The seesaw will remain in the position that it was last in, and there will not be a weight on the other end to propel off of the board.

But by alternating between Game A and Game B

The position of the seesaw will be constantly changing, and a weight will always be placed on the other end to be propelled.

Not too bad, though I wouldn't say these are fun games.

Starting conditions for Both games: Shared Variables [Money in the Bank] = 50 Dollars, [Money in hand] = 50 Dollars. Win conditions are checked at the beginning of the turn, but allow the turn to still be performed with the "Win" already achieved.

Game A: Robber Retirement. Rules: "On your turn, you take all dollars out of the bank and place into your hand" Win Condition: "Have 100 dollars in the bank. Otherwise, you lose."

Game B: Greedy Saver. Rules: "On your turn, you take all dollars out of your hand and place it into the bank" Win condition: "Have 100 Dollars in hand. Otherwise, you lose."

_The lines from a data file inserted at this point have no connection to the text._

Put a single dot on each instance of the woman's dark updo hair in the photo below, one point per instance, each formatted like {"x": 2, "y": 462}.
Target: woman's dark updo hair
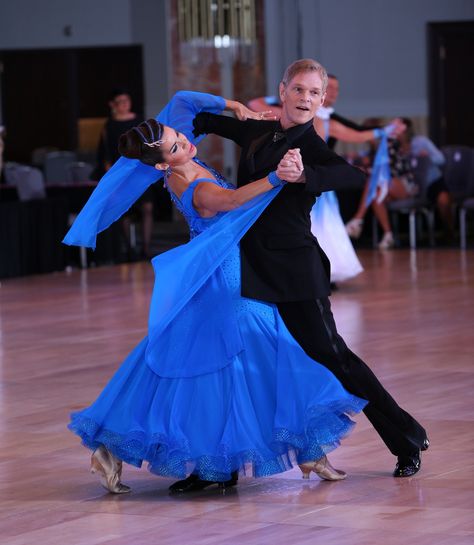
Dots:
{"x": 134, "y": 144}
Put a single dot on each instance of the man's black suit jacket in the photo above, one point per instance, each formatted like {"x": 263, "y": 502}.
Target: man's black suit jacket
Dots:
{"x": 281, "y": 260}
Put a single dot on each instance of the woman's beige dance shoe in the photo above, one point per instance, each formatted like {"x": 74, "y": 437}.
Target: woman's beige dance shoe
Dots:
{"x": 109, "y": 469}
{"x": 323, "y": 469}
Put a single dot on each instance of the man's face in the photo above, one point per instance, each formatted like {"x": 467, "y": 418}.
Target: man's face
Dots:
{"x": 300, "y": 99}
{"x": 332, "y": 92}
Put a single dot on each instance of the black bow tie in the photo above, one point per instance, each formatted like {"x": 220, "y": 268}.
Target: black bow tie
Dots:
{"x": 279, "y": 135}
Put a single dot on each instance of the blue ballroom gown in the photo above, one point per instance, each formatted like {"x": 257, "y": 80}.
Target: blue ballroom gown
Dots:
{"x": 218, "y": 384}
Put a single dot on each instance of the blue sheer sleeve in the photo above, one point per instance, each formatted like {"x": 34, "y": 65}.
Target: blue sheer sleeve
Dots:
{"x": 128, "y": 179}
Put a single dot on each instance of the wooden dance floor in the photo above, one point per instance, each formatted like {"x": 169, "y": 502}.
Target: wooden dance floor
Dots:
{"x": 409, "y": 315}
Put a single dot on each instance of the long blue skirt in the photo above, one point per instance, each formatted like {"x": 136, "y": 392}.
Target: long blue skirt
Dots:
{"x": 269, "y": 407}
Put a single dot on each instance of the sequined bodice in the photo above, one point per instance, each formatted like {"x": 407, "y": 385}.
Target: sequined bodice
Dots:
{"x": 197, "y": 224}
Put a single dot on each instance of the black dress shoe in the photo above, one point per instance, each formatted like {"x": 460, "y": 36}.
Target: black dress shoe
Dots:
{"x": 425, "y": 445}
{"x": 407, "y": 465}
{"x": 194, "y": 484}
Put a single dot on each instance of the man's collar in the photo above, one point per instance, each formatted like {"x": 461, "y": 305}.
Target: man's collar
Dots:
{"x": 293, "y": 133}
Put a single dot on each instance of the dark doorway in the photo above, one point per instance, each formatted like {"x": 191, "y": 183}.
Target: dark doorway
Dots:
{"x": 451, "y": 83}
{"x": 45, "y": 93}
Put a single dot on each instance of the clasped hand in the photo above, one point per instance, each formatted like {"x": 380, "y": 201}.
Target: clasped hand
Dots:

Both games are impossible to win on their own, but by alternating from A > B or B > A after losing the first game played, you always win the following games played immediately.

Example:

Game A Begins, 50 in bank, 50 in hand. You can't win, but you move all your money from the bank and into your hand, ending with 100 dollars in hand. You then move to Game B, winning immediately as you have 100 in hand, then on your turn, move it all the the bank. Then you play Game A again, starting with 100 in the bank, winning and moving it all to your hand once more etc. Similar interaction when starting with Game B

Conditions met:

Every time you play game A you are guaranteed to lose.

Yes

Every time you play game B you are guaranteed to lose.

Yes

Every time you alternate turns between playing game A and game B you are guaranteed to win. There is a shared state that is carried over between the two games, for example money in the bank. As you swap games, you also swap the rules you are playing with.

Yes, key phrase being emphasised, as we only care about the game state after alternating the games.

• Your setup would allow Game B to win every time in the alternating scenario, but you would always lose Game A in this setup, as you would never be able to achieve the win condition. Mar 25, 2022 at 15:25
• I think he is assuming that a "Win" in one game resets the conditions. Mar 25, 2022 at 15:43
• Question states that the shared state does not revert at the end of one game or the start of the next. So if you start with B, you can move all the money to the bank, lose, then play Game A, winning with 100 in the bank. Changed the turn rules to allow all money to be moved, but I didn't intend for this to be an endless cycle of winning per se, more that you must lose the first game to allow you to win the second. I don't believe we must start with game A. If the win state doesn't stop the player from then performing their turn after winning, this is an endless win cycle after loss 1 Mar 25, 2022 at 15:53
• Altered the rules to allow the endless win cycle post loss 1 Mar 25, 2022 at 16:00
• @Bewilderer What is preventing you from winning Game A immediately after losing or winning Game B? Both Games are designed not to be winnable only if it's the first game you play. Mar 25, 2022 at 21:42

Game $$A$$:

Choosing even numbers

Game $$B$$:

Choosing odd numbers

Winning:

The two chosen numbers add up to an odd number.

Guaranteed win:

Then, the sum of two even or two odd numbers is even, so one could never win this way. The only way to win would be to choose one even number and one odd number.